Stockton Distributes $6.4 Million for Homelessness Crisis
November 19, 2020 at 9:08 pm
Stockton Shelter for the Homeless
During their meeting on Tuesday, the Stockton City Council allocated $6.4 million to combat the city’s chronic homelessness problem. The money was a grant from the state’s Homeless Housing Assistance Prevention Program (HHAP), and was distributed to a total of twelve projects.
The largest single handout, at $2.34 million, was to the Stockton Shelter for the Homeless (SSH) to develop an emergency homeless shelter and navigation center. The money will go towards adding 46 beds to the shelter and equipping the navigation center with healthcare, housing navigation, peer support, and employment assistance.
Another $341,000 went to the SSH to establish the Welcome Home Program, which will help homeless individuals obtain and move into permanent housing and provide rental assistance and landlord incentives. The organization also received $177,000 for outreach services for individuals seeking housing.
$581,000 was allocated for the Central Valley Low Income Housing Corporation (CVLIHC) for a program to help homeless individuals find housing. The program includes rent and utility deposits, rent payments, and incentive payments for landlords who have not previously rented to homeless individuals.
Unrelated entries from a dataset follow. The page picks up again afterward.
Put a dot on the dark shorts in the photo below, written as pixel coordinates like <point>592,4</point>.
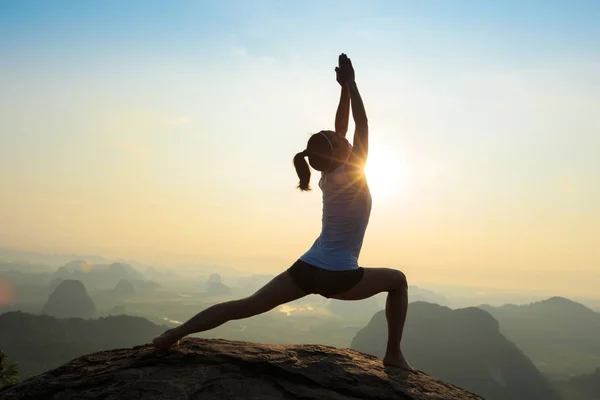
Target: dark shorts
<point>315,280</point>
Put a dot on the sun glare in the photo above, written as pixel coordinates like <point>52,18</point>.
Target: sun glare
<point>386,172</point>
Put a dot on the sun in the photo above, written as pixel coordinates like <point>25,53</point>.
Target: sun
<point>386,172</point>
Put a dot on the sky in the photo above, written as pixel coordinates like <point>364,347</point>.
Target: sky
<point>164,132</point>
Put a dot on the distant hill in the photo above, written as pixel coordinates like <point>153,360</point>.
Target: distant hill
<point>70,299</point>
<point>416,293</point>
<point>560,336</point>
<point>98,276</point>
<point>39,343</point>
<point>583,387</point>
<point>463,347</point>
<point>123,288</point>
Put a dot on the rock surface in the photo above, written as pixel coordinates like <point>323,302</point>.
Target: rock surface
<point>228,370</point>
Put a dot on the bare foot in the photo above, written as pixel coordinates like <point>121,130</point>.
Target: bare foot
<point>165,340</point>
<point>398,362</point>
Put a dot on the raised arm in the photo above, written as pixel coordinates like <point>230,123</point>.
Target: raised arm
<point>360,144</point>
<point>342,114</point>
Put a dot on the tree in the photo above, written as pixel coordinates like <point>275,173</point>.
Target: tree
<point>8,371</point>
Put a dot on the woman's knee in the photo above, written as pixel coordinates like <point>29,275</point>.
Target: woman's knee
<point>400,280</point>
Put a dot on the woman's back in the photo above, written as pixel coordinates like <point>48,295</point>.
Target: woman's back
<point>346,212</point>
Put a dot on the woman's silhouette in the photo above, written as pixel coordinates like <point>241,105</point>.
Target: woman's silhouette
<point>330,267</point>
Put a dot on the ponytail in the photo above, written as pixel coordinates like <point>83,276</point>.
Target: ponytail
<point>303,171</point>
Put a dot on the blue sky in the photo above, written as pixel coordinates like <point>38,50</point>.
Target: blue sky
<point>135,129</point>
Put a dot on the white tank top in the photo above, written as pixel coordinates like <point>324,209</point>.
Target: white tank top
<point>346,212</point>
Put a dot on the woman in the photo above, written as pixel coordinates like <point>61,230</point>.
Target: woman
<point>330,267</point>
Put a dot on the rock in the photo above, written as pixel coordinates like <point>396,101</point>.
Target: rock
<point>228,370</point>
<point>70,299</point>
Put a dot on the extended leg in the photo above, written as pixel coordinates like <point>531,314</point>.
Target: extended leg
<point>377,280</point>
<point>278,291</point>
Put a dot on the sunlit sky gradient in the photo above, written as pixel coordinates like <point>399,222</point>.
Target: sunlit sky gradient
<point>164,132</point>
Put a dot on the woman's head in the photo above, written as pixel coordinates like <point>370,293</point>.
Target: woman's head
<point>325,151</point>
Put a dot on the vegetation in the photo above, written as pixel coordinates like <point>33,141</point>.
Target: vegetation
<point>8,371</point>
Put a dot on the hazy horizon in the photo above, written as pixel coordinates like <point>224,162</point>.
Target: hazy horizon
<point>164,133</point>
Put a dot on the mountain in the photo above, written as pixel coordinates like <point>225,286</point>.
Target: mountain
<point>416,293</point>
<point>560,336</point>
<point>70,299</point>
<point>39,343</point>
<point>227,370</point>
<point>123,288</point>
<point>463,347</point>
<point>583,387</point>
<point>98,276</point>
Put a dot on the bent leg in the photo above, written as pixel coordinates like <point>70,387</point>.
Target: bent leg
<point>377,280</point>
<point>279,290</point>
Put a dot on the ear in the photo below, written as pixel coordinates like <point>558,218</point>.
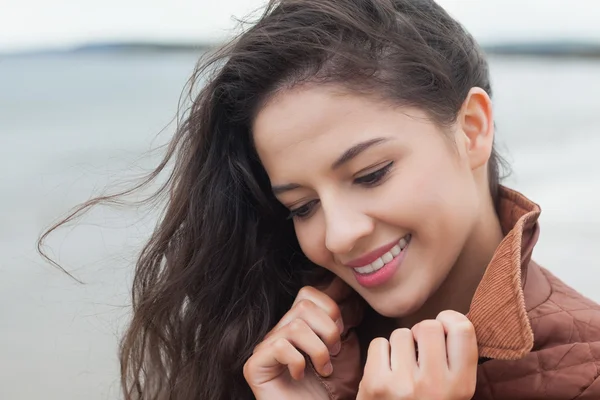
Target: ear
<point>476,122</point>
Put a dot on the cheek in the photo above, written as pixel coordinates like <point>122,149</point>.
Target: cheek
<point>312,241</point>
<point>436,199</point>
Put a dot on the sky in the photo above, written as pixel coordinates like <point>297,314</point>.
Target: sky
<point>42,24</point>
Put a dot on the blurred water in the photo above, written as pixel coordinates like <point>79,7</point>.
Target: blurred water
<point>69,125</point>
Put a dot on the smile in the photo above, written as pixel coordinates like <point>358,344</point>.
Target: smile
<point>377,267</point>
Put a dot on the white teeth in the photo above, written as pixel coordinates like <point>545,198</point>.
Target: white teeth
<point>389,256</point>
<point>384,259</point>
<point>377,263</point>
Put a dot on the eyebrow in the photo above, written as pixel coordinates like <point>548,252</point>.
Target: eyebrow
<point>346,156</point>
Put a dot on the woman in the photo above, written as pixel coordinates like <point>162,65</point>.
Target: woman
<point>336,227</point>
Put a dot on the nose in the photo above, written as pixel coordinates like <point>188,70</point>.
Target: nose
<point>345,226</point>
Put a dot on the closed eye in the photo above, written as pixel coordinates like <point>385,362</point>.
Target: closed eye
<point>373,178</point>
<point>303,211</point>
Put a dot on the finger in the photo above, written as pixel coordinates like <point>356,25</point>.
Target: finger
<point>280,353</point>
<point>299,334</point>
<point>378,359</point>
<point>338,290</point>
<point>461,341</point>
<point>431,345</point>
<point>320,299</point>
<point>318,321</point>
<point>403,356</point>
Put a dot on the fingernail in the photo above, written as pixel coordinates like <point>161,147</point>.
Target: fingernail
<point>336,349</point>
<point>328,369</point>
<point>340,325</point>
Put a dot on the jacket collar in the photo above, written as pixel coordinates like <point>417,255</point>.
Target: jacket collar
<point>498,310</point>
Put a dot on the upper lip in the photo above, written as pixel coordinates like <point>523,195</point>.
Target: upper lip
<point>371,256</point>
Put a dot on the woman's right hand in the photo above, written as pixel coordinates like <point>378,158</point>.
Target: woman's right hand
<point>313,326</point>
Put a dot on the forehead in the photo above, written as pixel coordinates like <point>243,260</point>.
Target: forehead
<point>304,120</point>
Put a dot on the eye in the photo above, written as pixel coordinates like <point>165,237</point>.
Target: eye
<point>375,177</point>
<point>303,211</point>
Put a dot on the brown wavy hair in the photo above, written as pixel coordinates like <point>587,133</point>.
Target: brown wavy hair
<point>223,264</point>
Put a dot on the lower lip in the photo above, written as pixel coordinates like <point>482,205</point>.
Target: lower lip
<point>383,274</point>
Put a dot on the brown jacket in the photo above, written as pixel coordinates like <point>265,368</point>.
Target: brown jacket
<point>537,337</point>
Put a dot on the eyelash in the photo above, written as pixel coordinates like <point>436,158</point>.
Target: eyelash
<point>370,180</point>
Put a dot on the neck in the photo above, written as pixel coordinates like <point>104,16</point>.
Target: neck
<point>458,289</point>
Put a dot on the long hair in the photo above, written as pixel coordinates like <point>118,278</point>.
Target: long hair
<point>223,264</point>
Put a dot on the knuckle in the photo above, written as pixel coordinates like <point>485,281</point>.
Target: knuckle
<point>306,292</point>
<point>451,315</point>
<point>377,342</point>
<point>464,387</point>
<point>401,334</point>
<point>297,326</point>
<point>429,326</point>
<point>405,390</point>
<point>279,344</point>
<point>376,388</point>
<point>305,306</point>
<point>465,328</point>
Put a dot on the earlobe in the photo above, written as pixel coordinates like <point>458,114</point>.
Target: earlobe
<point>476,121</point>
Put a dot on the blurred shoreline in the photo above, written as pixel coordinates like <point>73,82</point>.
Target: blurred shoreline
<point>545,49</point>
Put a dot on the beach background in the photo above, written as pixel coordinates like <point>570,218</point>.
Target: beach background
<point>80,113</point>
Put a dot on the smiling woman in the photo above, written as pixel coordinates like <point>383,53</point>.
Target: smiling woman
<point>336,228</point>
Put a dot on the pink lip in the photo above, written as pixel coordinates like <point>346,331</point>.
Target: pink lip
<point>384,274</point>
<point>372,256</point>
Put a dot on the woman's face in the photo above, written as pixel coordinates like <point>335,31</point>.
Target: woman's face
<point>379,196</point>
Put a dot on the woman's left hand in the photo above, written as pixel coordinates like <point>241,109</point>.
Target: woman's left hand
<point>445,368</point>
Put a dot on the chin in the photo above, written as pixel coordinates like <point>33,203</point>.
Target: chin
<point>396,308</point>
$341,000 also went to the CVLIHC for a rapid re-housing program, targeted towards families with children, people exiting jail, or those fleeing domestic violence. Rapid re-housing is directed towards people who do not need intensive support services and can be returned quickly to housing.
The final grant for the CVLIHC was $129,000 for the Relax Inn on Wilson Way, which is being converted into 39 housing units through funding from the state’s Project Homekey. The grant money will be going towards rent support, property management, and wraparound services.
$339,000 went to Ready to Work San Joaquin to provide job development skills and employment opportunities. The program targets a wide array of individuals, including veterans, the chronically homeless, people aged 18 to 24, and those struggling with addiction.
The Children’s Home of Stockton received $375,000 to serve youth aged 12 to 18 who are at risk of homelessness or are already homelessness. Many of these youth have faced significant trauma, neglect, or abuse or have social or behavioral issues.
The Housing Authority of San Joaquin, in conjunction with the Delta Community Developers Corporation, was allocated $222,000 to incentivize landlords to rent to homeless individuals or families. The final organization to receive money was the Family Resource and Referral Center, which was awarded $258,000 for data support and staff for a countywide homeless care system.
The rest of the grant funds were split up between planning ($129,000) and administrative ($452,000) costs.
“I think the conversation today really highlights the fact that, again, going from zero to $6 million is a huge accomplishment in terms of money. But $6 million is still a drop in the bucket and there’s still so much work to do,” said Stockton Mayor Michael Tubbs.